Other hyped blogger books such as “Baghdad Burning: Girl Blog from Iraq” (riverbendblog.blogspot .com), “Anonymous Lawyer” by Jeremy Blachman (anonymous lawyer.blogspot.com) and “I’m Not the New Me: A Memoir” by Wendy McClure (poundy.com) weren’t anything to, well, blog about.

Well you might claim that this is just America (and you could be right) but - although she (not unsurprisingly) fails to give details - Belle de Jour seems less that perfectly pleased with her book sales and I'm fairly sure that Tim W's Blogged is now on special 2 for the price of 1 discount at your local remainder store. So a £400,000 2 book advance looks like a bad move from Penguin because, at least in N America, the blogger-authors are less than commercially successful.

Well you say so what? Petite gets the moolah so if the book doesn't earn out she's going to cry all the way to the bank. And I have to admit that might have been my opinion too had I not read the related post by Tor Editor Anna Louise Genovese:

I have received several emails from agents lately that make me want to reply with one line: Is this a joke? I am completely baffled by agents who obviously do not have the best interests of their clients in mind. On one hand, I completely understand that agents want the best deal they can get for their clients. On the other hand, the best deal is not always a tremendous amount of money.

It's not just a crazy urban legend, you know. Too many authors find their careers in tatters because they took that $150,000 advance thinking the publisher was going to push the book harder because they paid more money for it. That is hardly ever the way it happens. The book prints 250,000 copies, but 225,000 copies sit in the warehouse while 25,000 copies sit on bookshelves. Then the book goes to remainder. The author never earns back the advance, and can't get another contract to save his/her life. So very often, despite one or two successful books, this particular book (and maybe the second one on the contract that only prints 25,000 copies and sells 15,000) ruins the author's track record.

Time to start over with a pseud. But that's hard--it's hard to get a book published, period.[...]

Anyway, I'm frustrated, because sometimes the best deal isn't the most money, and I don't understand why some agents don't understand that. The end.

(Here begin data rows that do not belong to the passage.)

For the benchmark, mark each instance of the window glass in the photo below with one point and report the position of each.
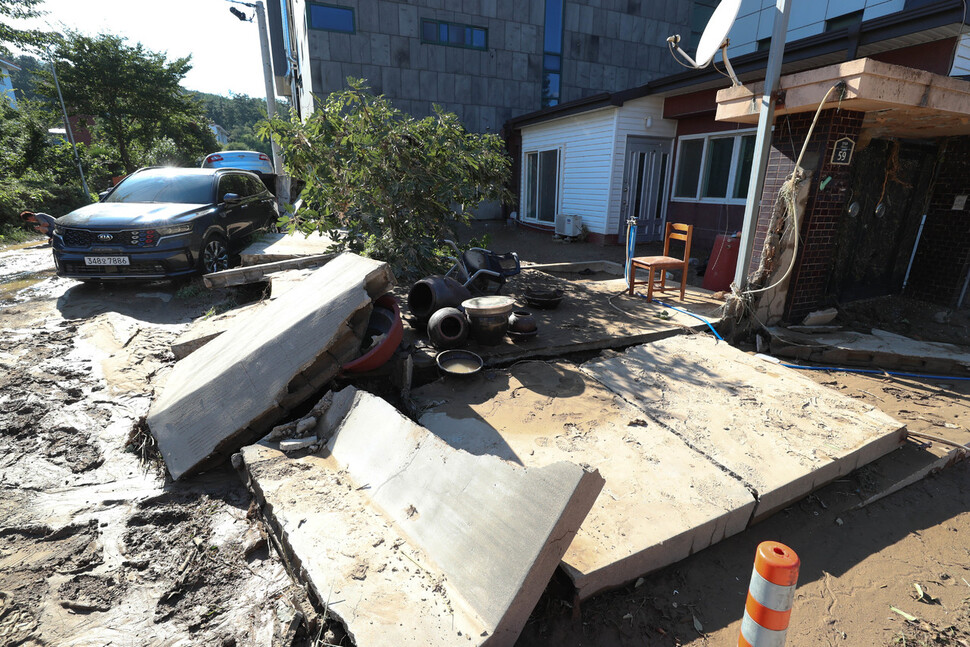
(479, 40)
(531, 184)
(552, 33)
(232, 184)
(688, 167)
(742, 172)
(718, 167)
(164, 187)
(550, 89)
(331, 18)
(548, 185)
(445, 33)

And if that were not bad enough as she explains in the comments people saying "so what? I'll take it anyway" are missing the point that these telephone number amounds of money don't get transfered in one easy to pay tax on lump:

Okay, so you'd take the $150,000 for two books--minus your agent's 15%, spread out over the course of at least five payments (on signing, delivery & acceptance for #1, delivery & acceptance for #2, on publication for #1, on publication for #2--maybe even two more payments if the book is done in hardcover *and* paperback...), minus state and federal taxes... What are you left with? Not all that much money, and no career in publishing.

So here's the optimistic possible deal - if the first book sells well and the second shows up before the buzz has gone away she's OK and a budding new JK Rowling has been born. Then Hollywood gets in on the act, a yorkshire "Bridget Jones" film gets made, is the sleeper hit of 2009 and Petite gets to buy one of the gin palaces in Port Vauban and a "cozy cottage" in the country. Cool.

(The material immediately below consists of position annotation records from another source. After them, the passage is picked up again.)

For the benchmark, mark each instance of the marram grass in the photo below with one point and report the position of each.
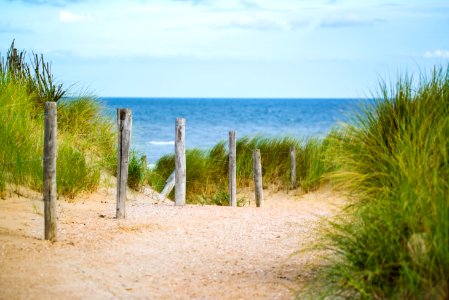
(394, 163)
(207, 171)
(86, 140)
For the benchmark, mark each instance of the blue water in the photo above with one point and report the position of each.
(208, 121)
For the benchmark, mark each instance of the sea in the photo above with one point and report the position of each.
(209, 120)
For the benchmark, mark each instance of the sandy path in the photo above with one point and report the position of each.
(160, 251)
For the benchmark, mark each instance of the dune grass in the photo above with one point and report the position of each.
(394, 163)
(207, 171)
(86, 141)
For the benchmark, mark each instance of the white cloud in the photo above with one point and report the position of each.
(68, 17)
(348, 21)
(437, 54)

Here's another possible deal - the first book, despite being written amusingly and having a gienormous print run, goes down like a lead balloon, never makes it beyond a rank of 3 gazillion at Amazon and is widely seen in all good remainder shops adjacent to John Prescott's Memoirs ("Three Shags, Two Jags, One Fist in the Gob") just in time for Christmas 2008. Penguin publish the second contracted book at a much reduced printing, make a mental note never to be so stupid again and their editors, in the gossipy way of the book trade tell everyone they know at parties that Petite can't write to save her life so don't take the risk, and the other publishers take their advice. Petite having spent all the advance on riotous living, childcare, mortgage payments etc. now needs to look for a new job in a new field because no one wants to publish her third book or see her name in their magazine.

Do you reckon life is more likely to follow scenario 1 or scenario 2? Yeah me 2.